Trump and congressional Republicans are actively pushing for it — and marked the one-year anniversary of the agreement on Saturday with a series of tweets pressuring Democrats to ratify it. But political forces may not be on their side, Kondik said.

“The incentive over the past few decades has been toward less bipartisan action, particularly if the party [in control] of the House is different than the party [in control of] the White House,” he said.

That has certainly been the case this year. Nearly halfway through the 116th Congress, about 70 bills have been signed into law. That’s far fewer than recent Congresses, which have seen between 300 and 500 bills passed over two-year sessions (and 700-800 during congressional sessions in the 1970s and 1980s), according to a Vox.com analysis.

Trump and leaders of Canada and Mexico signed the trade agreement on Nov. 30, 2018, but it won’t take effect until it is approved by the legislative bodies of all three governments. 

Proponents argue the agreement would strengthen trade, create jobs and grow the economy.
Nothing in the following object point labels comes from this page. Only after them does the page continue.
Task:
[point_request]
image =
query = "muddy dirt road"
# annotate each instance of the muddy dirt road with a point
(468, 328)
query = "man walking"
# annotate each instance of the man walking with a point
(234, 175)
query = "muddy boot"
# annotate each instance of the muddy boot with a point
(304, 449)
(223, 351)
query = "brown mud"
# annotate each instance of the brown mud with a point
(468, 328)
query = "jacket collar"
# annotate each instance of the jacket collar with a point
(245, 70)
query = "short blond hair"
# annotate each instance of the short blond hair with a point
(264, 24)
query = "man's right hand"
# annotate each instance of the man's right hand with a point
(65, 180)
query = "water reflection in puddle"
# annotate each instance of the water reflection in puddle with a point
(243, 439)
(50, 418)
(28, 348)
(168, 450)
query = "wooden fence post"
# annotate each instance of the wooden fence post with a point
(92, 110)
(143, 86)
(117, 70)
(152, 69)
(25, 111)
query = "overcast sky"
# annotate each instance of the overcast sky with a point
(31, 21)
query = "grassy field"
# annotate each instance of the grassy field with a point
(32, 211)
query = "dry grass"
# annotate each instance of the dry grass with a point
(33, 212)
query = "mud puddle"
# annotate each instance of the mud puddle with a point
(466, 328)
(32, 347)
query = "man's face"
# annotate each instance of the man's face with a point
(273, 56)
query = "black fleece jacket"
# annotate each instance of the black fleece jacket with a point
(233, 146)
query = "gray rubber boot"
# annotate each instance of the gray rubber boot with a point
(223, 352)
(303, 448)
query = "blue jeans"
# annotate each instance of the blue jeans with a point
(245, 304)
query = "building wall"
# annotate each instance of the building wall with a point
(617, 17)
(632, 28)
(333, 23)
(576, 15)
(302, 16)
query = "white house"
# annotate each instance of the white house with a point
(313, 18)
But critics say the draft deal would allow violations of labor and environmental standards to go unchecked and object to protections for the pharmaceutical industry. 
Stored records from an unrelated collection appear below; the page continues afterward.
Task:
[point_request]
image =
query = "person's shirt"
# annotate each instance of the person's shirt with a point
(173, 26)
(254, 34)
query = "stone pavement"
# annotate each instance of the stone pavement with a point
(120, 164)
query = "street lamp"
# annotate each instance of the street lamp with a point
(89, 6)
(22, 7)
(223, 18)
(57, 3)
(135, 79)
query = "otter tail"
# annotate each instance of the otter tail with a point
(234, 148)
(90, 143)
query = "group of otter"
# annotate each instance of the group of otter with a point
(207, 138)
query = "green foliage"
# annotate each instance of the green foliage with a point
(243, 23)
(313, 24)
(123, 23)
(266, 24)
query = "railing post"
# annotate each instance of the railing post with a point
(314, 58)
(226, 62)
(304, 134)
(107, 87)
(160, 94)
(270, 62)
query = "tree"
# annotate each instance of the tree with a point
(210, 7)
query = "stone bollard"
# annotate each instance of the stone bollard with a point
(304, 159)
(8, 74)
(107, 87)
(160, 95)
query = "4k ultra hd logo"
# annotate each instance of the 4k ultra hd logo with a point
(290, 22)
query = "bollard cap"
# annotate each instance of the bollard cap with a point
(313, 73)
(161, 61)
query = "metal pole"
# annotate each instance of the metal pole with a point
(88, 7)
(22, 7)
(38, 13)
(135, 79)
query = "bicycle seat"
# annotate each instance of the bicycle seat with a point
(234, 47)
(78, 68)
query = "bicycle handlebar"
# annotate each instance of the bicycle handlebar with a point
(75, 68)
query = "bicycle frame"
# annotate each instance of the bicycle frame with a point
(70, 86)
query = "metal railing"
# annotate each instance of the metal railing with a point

Farmers also want provisions that would ensure that products that are grown, raised and slaughtered in the United States can be identified as such and that would prevent the United States from dumping excess products into foreign countries at below-market prices.
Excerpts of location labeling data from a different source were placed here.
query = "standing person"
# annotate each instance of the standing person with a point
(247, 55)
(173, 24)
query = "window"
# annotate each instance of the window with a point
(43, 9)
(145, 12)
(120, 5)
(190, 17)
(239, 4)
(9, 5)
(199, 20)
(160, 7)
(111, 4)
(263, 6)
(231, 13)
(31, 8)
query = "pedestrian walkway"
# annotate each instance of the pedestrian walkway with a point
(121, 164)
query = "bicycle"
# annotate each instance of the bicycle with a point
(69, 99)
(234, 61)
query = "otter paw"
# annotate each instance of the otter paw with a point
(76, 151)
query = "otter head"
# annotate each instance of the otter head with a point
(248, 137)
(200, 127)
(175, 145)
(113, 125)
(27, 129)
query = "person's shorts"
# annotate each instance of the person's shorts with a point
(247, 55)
U.S. Trade Representative Robert Lighthizer submitted a draft plan of action to the House in May and has since met with lawmakers to address their concerns.

House Speaker Nancy Pelosi (D-Calif.) said last week that a deal is “within range,” but she said last month that she doubted Congress would be able to ratify it before the end of the year — prompting Trump to respond by tweet that the deal was “dead in the water.” 

Moderate House Democrats, meanwhile, are getting “antsy” about the issue, and more than a dozen tried to rally support for a vote on it at a caucus meeting last month, Politico reported.

But labor leaders aren’t satisfied yet.

“As I’ve said for months, if the new NAFTA benefits workers, we’d support it,” Richard Trumka, head of the AFL-CIO, a federation of unions, tweeted on Nov. 22, as Congress adjourned for the week-long recess. “It’s simply not there yet.”

House Republicans are seizing on the delay. 

“The fact that Democrats have focused on impeachment rather than getting the USMCA passed is going to be a political death sentence for some members of Congress,” Salera said. “Farmers and manufacturers in these districts need this deal in place.” 

Even if Democrats do move forward, GOP candidates are going to remind voters that they had to “wait for Democrats to get their house in order,” Salera said.

But moving forward, at least on the deal in its current form, may not be worth it to Democrats, according to Tamara Kay, a trade expert at the University of Notre Dame and author of “Trade Battles: Activism and the Politicization of International Trade Policy.”

“I don’t [think] the Democrats have a lot to gain if they sign off on an agreement with inadequate labor and environmental enforcement and that will raise the price of medicine for all,” Kay said. If Congress ratifies the USMCA, Trump will claim “total and complete credit” for it. “He’s going to [say], ‘Democrats couldn’t do this for 25 years, and I did it. Look what I did for workers.” 

And, because Democrats will have signed off on it, he will be able to claim he replaced NAFTA, a major campaign promise, she said. Along with building a wall on the southern border, Trump won in part by promising to bring back jobs lost by bad trade deals in the past.

“If it doesn’t get passed, House Democrats will be able to say it wasn’t for lack of trying to get real protections for workers,” Kay said. “They and Democratic presidential candidates will be able to attack Trump for failing to add real teeth to NAFTA — an issue with widespread bipartisan support. They’d say he couldn’t even make improvements when he had all of this leverage — when he had a willing counterpart in Nancy Pelosi, and [when] Democrats have wanted to replace NAFTA for 25 years.”